Todo imperio llega a su decadencia. Parece algo obvio, pero desde dentro no lo es tanto. A finales de los 80, el cártel de Medellín propagaba el terror a sus anchas. El país estaba en jaque por una banda de narcotraficantes. Escobar era intocable.

Sin embargo, el tiempo pasa para todos. Antiguos aliados que mutan en enemigos, falta de liquidez para mantener a su ejército privado, asfixia policial, miedo a la extradición. Cada uno de esos factores, gota a gota, desembocaron en la muerte de Pablo Escobar tiroteado en una azotea. Jhon Jairo, por su parte, consiguió salir vivo al entregarse a las autoridades.

Veinte años de prisión acusado, irónicamente, de un único crimen. Se libró de la extradición, conservó la piel y tuvo que reinventarse. Pablo Escobar le dio a Popeye una forma de ganarse la vida. Incluso cuando todo se derrumbó sobre sus hombros.

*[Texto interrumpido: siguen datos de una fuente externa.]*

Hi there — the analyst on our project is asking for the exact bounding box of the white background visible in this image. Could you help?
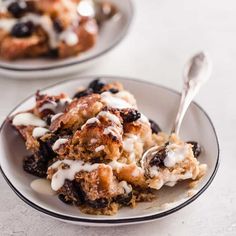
[0,0,236,236]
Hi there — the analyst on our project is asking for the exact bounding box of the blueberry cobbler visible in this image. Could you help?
[0,0,116,60]
[11,79,206,215]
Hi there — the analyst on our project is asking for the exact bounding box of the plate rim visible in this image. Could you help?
[0,75,220,226]
[0,0,135,73]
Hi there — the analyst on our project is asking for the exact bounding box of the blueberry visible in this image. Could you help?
[58,194,73,205]
[53,19,63,33]
[89,79,105,93]
[149,145,167,167]
[58,179,84,205]
[11,21,34,38]
[23,155,48,178]
[73,88,93,98]
[7,1,28,18]
[149,119,161,134]
[187,141,202,158]
[120,109,141,123]
[46,115,52,126]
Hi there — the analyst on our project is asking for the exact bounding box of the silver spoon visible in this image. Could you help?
[140,52,212,168]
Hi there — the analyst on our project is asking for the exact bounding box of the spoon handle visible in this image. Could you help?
[171,52,211,135]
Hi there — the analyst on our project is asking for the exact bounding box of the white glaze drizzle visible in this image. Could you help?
[97,111,121,126]
[30,179,56,195]
[12,113,47,127]
[164,144,189,167]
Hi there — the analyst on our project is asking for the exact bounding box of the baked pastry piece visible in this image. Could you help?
[0,0,115,60]
[11,80,206,215]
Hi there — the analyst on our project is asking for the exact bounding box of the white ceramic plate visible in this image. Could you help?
[0,0,133,79]
[0,76,219,226]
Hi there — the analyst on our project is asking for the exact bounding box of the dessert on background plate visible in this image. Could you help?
[11,80,206,215]
[0,0,116,60]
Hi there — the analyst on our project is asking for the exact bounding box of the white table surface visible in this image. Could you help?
[0,0,236,236]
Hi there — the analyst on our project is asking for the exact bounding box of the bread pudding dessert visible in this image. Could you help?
[11,79,206,215]
[0,0,116,60]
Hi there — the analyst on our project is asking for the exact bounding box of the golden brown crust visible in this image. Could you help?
[0,0,98,60]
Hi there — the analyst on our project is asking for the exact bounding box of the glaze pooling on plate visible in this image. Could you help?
[9,79,206,215]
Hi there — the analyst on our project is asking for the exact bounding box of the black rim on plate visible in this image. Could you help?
[0,0,134,72]
[0,75,220,225]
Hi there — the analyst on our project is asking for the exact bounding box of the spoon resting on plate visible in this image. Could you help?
[140,52,212,169]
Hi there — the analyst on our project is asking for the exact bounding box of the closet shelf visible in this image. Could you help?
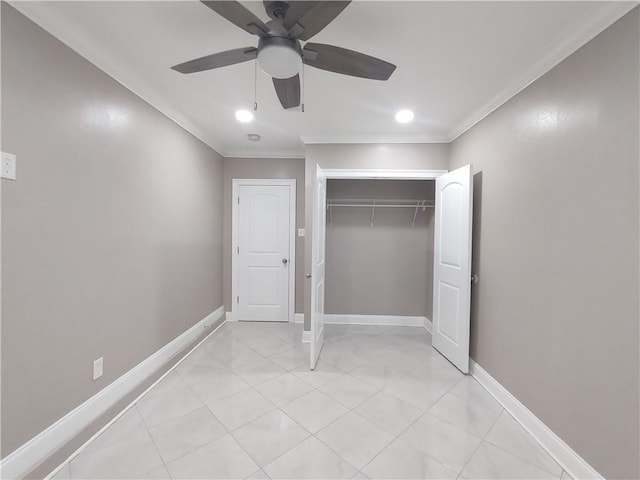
[327,198,435,227]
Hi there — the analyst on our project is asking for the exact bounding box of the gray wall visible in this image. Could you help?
[223,158,304,313]
[1,2,222,456]
[304,143,449,330]
[451,8,640,478]
[325,180,434,319]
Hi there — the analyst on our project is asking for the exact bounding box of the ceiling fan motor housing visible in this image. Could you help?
[258,37,302,78]
[264,0,289,20]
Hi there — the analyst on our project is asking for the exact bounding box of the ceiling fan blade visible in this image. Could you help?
[171,47,258,73]
[283,0,351,40]
[302,43,396,80]
[273,75,300,108]
[201,0,269,37]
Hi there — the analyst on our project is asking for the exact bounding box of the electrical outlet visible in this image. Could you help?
[93,357,103,380]
[2,152,16,180]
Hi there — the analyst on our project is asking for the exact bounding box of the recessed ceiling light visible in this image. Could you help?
[236,110,253,123]
[396,110,413,123]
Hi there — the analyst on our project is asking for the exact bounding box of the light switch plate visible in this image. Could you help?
[93,357,104,380]
[2,152,16,180]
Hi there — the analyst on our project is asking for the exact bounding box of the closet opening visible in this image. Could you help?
[307,165,473,373]
[325,179,435,332]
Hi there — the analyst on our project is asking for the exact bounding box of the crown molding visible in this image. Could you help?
[7,0,639,153]
[446,1,640,143]
[7,0,228,157]
[300,134,450,145]
[221,149,305,158]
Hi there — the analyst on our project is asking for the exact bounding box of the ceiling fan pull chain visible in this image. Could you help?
[300,63,304,113]
[253,59,258,112]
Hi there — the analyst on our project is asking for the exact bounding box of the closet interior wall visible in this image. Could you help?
[325,179,434,319]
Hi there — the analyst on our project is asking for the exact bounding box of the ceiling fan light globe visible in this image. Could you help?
[258,45,302,79]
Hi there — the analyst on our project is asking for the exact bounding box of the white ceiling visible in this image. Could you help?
[11,1,637,157]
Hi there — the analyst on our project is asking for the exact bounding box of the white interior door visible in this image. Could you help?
[233,184,295,322]
[311,167,327,370]
[432,165,473,373]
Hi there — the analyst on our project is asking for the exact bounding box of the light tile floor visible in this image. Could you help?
[54,323,568,479]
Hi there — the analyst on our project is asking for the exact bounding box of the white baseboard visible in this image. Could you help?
[469,359,604,479]
[0,307,224,479]
[324,313,431,327]
[424,317,433,333]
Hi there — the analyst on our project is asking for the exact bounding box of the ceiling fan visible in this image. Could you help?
[171,0,396,108]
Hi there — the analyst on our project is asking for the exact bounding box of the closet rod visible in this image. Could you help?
[326,198,435,227]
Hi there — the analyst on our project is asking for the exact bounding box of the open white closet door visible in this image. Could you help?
[432,165,473,373]
[310,167,327,370]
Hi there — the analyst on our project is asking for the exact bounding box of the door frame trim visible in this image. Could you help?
[231,178,297,322]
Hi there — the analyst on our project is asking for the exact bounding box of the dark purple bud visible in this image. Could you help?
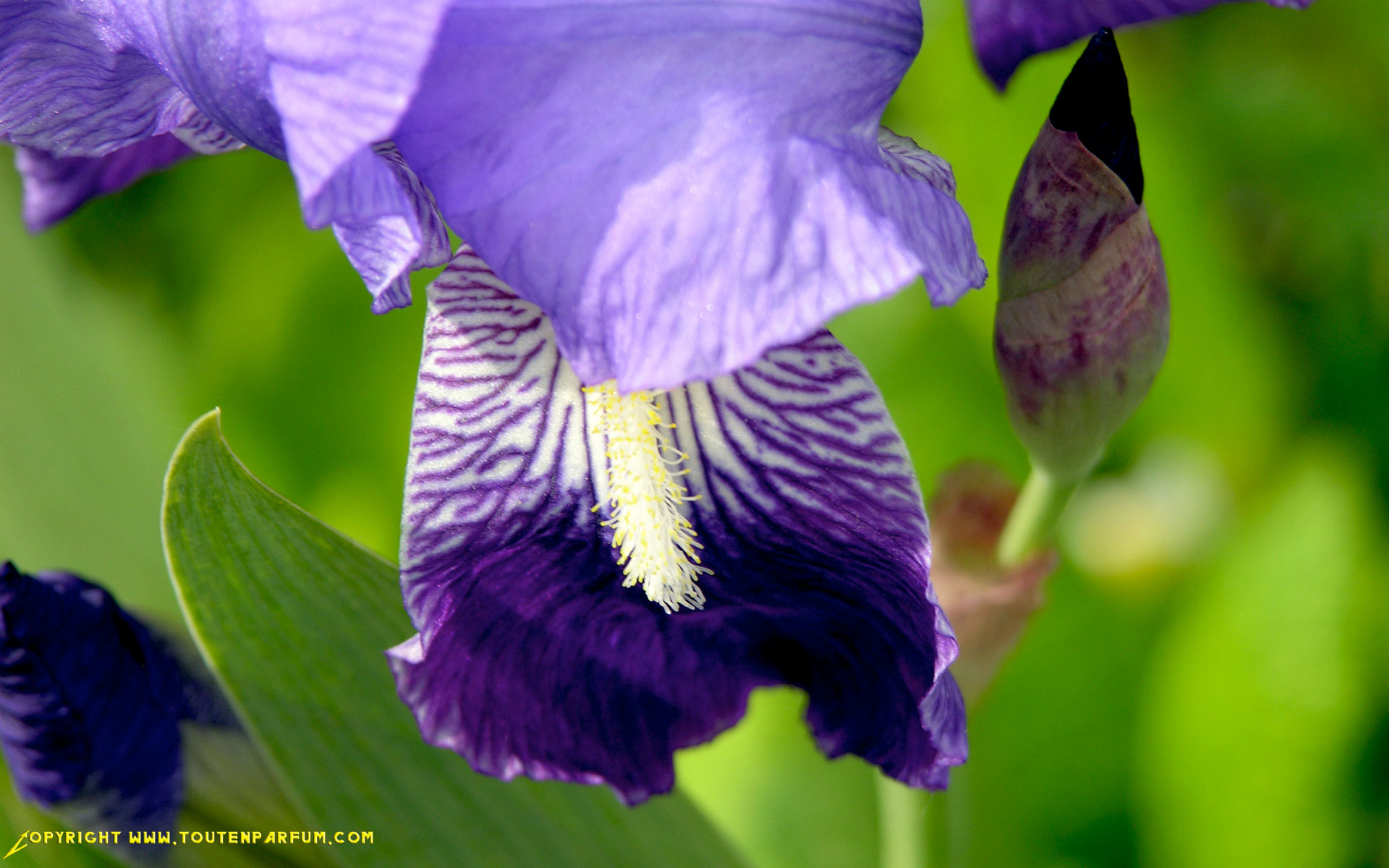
[995,30,1168,483]
[0,563,231,830]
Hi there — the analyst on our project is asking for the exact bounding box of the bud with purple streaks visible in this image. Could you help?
[995,30,1168,483]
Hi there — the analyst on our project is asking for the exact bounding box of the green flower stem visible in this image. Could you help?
[998,467,1081,568]
[878,775,930,868]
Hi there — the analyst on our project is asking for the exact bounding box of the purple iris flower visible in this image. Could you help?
[965,0,1312,90]
[8,0,985,391]
[0,563,234,830]
[389,247,967,803]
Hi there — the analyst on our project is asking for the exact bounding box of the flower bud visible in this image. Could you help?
[995,30,1168,483]
[0,563,310,865]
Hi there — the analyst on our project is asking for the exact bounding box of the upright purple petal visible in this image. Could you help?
[0,563,229,829]
[0,0,183,157]
[14,133,193,232]
[394,0,985,389]
[391,250,965,803]
[0,0,449,311]
[317,143,449,314]
[965,0,1312,90]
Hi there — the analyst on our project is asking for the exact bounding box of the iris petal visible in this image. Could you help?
[391,249,965,803]
[965,0,1312,90]
[394,0,985,391]
[14,133,193,232]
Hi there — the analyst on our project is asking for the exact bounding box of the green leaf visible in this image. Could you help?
[164,411,738,868]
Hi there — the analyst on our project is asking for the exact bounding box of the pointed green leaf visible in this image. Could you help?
[164,411,736,868]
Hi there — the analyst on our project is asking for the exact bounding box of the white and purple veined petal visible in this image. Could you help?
[965,0,1312,90]
[389,249,967,803]
[0,563,236,830]
[0,0,985,391]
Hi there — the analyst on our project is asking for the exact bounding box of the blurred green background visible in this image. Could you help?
[0,0,1389,868]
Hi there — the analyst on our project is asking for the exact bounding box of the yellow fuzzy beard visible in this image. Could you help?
[583,380,711,613]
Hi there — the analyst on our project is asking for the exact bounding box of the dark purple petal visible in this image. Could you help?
[391,250,965,803]
[393,0,985,389]
[0,563,219,829]
[965,0,1312,90]
[14,133,193,232]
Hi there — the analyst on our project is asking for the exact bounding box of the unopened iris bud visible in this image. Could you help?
[995,30,1168,483]
[0,563,307,864]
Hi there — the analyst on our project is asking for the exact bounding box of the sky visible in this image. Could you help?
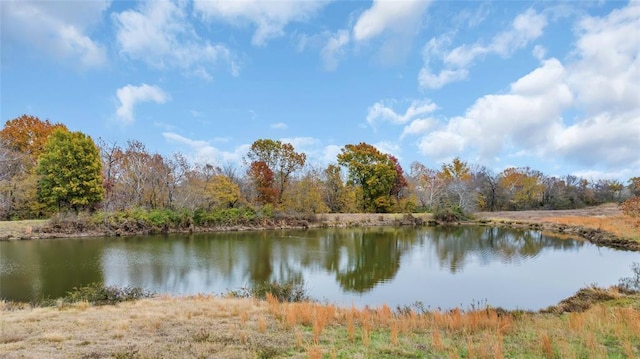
[0,0,640,180]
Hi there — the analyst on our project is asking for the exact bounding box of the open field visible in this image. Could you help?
[476,204,640,251]
[0,288,640,358]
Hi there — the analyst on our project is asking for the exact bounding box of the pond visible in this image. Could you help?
[0,226,640,310]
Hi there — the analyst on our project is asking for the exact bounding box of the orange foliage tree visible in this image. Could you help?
[0,115,68,165]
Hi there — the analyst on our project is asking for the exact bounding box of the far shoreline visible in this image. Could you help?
[0,204,640,252]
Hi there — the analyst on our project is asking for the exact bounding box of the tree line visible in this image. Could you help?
[0,115,640,220]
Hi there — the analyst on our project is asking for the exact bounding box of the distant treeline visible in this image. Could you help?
[0,115,640,219]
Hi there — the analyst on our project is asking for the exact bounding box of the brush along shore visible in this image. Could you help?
[0,204,640,251]
[0,287,640,359]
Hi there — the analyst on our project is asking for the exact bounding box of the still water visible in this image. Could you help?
[0,227,640,310]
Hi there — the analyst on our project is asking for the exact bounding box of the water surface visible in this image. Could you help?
[0,226,640,310]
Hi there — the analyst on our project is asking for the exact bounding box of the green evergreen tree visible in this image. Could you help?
[36,130,104,212]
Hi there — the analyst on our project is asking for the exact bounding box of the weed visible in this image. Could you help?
[62,283,154,305]
[618,262,640,292]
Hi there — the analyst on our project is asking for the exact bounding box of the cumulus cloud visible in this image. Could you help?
[418,9,547,89]
[113,1,239,80]
[0,0,110,68]
[320,30,350,71]
[400,118,436,139]
[271,122,288,130]
[367,100,438,126]
[162,132,251,163]
[193,0,328,46]
[419,3,640,175]
[320,145,342,164]
[116,84,170,123]
[353,0,429,41]
[420,59,573,160]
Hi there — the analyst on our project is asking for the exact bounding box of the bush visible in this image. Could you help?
[618,262,640,292]
[620,196,640,225]
[62,283,154,305]
[433,206,470,223]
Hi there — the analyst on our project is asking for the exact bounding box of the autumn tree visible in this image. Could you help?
[246,139,307,203]
[338,142,397,212]
[323,164,348,213]
[473,167,499,212]
[627,177,640,196]
[0,115,66,219]
[283,166,329,213]
[387,155,415,212]
[0,115,67,165]
[247,161,279,205]
[409,162,446,210]
[439,157,474,211]
[36,129,104,211]
[499,167,544,210]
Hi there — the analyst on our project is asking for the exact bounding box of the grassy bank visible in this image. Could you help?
[0,288,640,358]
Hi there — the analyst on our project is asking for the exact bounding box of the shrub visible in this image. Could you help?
[62,283,154,305]
[618,262,640,292]
[433,206,470,223]
[620,196,640,224]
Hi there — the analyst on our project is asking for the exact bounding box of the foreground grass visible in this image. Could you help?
[0,288,640,358]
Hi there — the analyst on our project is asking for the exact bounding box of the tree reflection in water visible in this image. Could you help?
[0,226,596,300]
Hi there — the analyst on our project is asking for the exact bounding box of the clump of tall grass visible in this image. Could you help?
[62,283,154,305]
[618,262,640,292]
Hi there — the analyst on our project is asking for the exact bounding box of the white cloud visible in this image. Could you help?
[320,145,342,164]
[418,131,465,162]
[116,84,170,123]
[569,2,640,113]
[0,0,110,68]
[113,1,238,80]
[353,0,429,41]
[193,0,328,46]
[418,9,547,89]
[367,100,438,126]
[162,132,251,163]
[320,30,349,71]
[419,59,573,161]
[419,3,640,177]
[271,122,288,130]
[400,118,436,139]
[280,137,320,152]
[418,66,469,89]
[373,141,401,159]
[531,45,547,61]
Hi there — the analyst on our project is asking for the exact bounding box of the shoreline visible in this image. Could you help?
[0,205,640,252]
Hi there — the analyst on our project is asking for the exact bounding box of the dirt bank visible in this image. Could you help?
[476,204,640,251]
[0,204,640,251]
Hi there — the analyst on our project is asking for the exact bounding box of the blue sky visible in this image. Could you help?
[0,0,640,180]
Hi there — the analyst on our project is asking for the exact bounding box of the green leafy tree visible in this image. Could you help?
[36,129,105,211]
[247,139,307,203]
[439,157,473,211]
[338,142,397,212]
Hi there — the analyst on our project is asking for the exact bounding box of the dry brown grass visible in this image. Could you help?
[544,215,640,240]
[0,219,49,239]
[0,295,640,358]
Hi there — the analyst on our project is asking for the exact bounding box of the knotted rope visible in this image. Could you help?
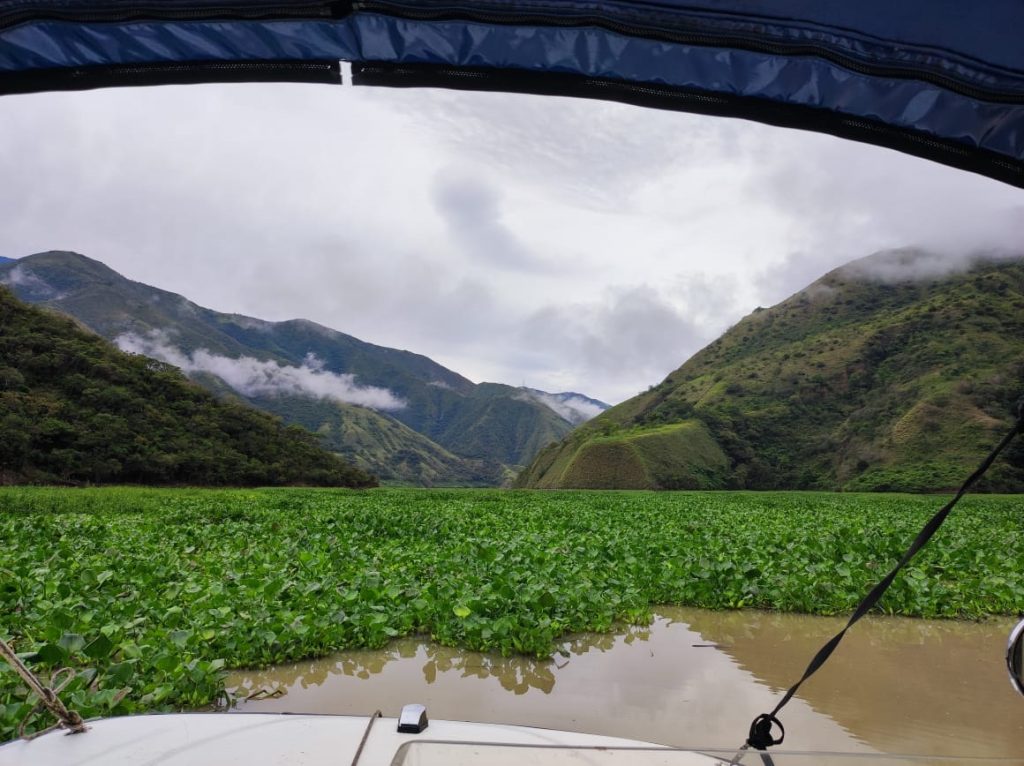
[0,638,87,737]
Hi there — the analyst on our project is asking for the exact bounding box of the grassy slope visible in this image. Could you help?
[518,253,1024,492]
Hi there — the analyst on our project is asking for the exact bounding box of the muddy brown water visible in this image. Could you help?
[229,607,1024,757]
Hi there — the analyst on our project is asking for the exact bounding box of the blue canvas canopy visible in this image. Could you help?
[0,0,1024,187]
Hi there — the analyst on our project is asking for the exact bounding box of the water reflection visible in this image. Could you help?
[230,626,650,701]
[231,608,1024,756]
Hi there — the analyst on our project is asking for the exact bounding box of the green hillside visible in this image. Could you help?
[0,288,377,486]
[516,251,1024,492]
[0,252,599,485]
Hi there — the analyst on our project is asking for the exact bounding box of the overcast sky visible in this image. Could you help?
[0,85,1024,402]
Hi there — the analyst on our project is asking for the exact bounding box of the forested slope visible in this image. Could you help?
[0,287,376,486]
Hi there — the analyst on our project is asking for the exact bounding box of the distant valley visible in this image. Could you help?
[517,250,1024,493]
[0,252,607,485]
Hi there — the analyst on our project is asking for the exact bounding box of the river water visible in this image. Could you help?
[229,607,1024,757]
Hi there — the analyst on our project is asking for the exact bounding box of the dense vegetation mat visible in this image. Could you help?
[0,488,1024,740]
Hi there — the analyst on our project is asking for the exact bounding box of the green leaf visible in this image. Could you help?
[57,633,85,654]
[167,631,191,649]
[36,644,68,665]
[84,633,114,659]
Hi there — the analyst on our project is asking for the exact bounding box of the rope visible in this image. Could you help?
[746,397,1024,752]
[0,638,87,737]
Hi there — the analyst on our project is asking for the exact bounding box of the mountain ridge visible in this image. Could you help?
[516,249,1024,492]
[0,287,377,487]
[0,251,595,485]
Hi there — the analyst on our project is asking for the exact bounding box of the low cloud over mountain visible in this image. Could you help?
[115,331,406,411]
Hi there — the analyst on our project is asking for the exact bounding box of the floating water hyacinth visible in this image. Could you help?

La caricatura de lo que fue

En 2014, las autoridades estaban nerviosas ante la excarcelación de Popeye. Un conocido asesino, representante de los mayores temores para la sociedad colombiana, volvía a estar suelto. Pocos habrían imaginado a qué iba a dedicar su tiempo en libertad.

Su imagen pública osciló de la leyenda viva de los años dorados del narcotráfico a la del bufón en Twitter. Su última profesión conocida fue la de youtuber cuando pasaba de los 50. Inició una actividad empresarial basada en vender su vida en documentales y entrevistas, además de comercializar surrealistas objetos de merchandising. Desde sus redes sociales, siempre muy activo, desafiaba a todo aquel que le llevara la contraria, rememoraba los años pasados junto a Escobar y lanzaba todo tipo de consignas y amenazas a los políticos colombianos. El Patrón seguía llenando sus bolsillos después de muerto.

Plata o plomo

La alegre vida de Popeye como famoso de la prensa sensacionalista llegó a su fin en 2018, cuando reingresó en la cárcel acusado de extorsión. Cuesta ignorar la llamada del dinero fácil si es lo que has hecho durante toda tu vida.

A alguien se le ocurrió que Jhon Jairo Velásquez sería un buen cobrador de deudas. El solo pronunciar su nombre ya asustaba, tenerlo cara a cara hacía que muchos dieran su brazo a torcer. Bajo amenaza, algunos cambiaron sus propiedades y las pusieron a nombre de Popeye. Una de sus víctimas dejó de contestarle al teléfono, por lo que Popeye localizó a su madre y se reunió con ella para explicarle las condiciones. Pero algo pasó. Asustar a una anciana debería ser fácil, pero la mujer lo denunció. Las autoridades lo tenían vigilado de cerca y solo necesitaron ese pequeño empujón para devolverlo de nuevo a una cárcel de máxima seguridad.

La última bala

Sin duda, Popeye nunca esperó morir de viejo. Es probable que tampoco imaginara sus últimos días agonizando en una cama de hospital. Él había mirado a los ojos a muchas de sus víctimas, escuchado sus súplicas, incluso había llegado a torturar sin ningún remordimiento. En sus entrevistas siempre suponía que, antes o después, le tocaría estar al otro lado del revólver. Había evitado a la parca durante muchos años y al final se le presentó en forma de enfermedad terminal. Una bala que no ha podido esquivar.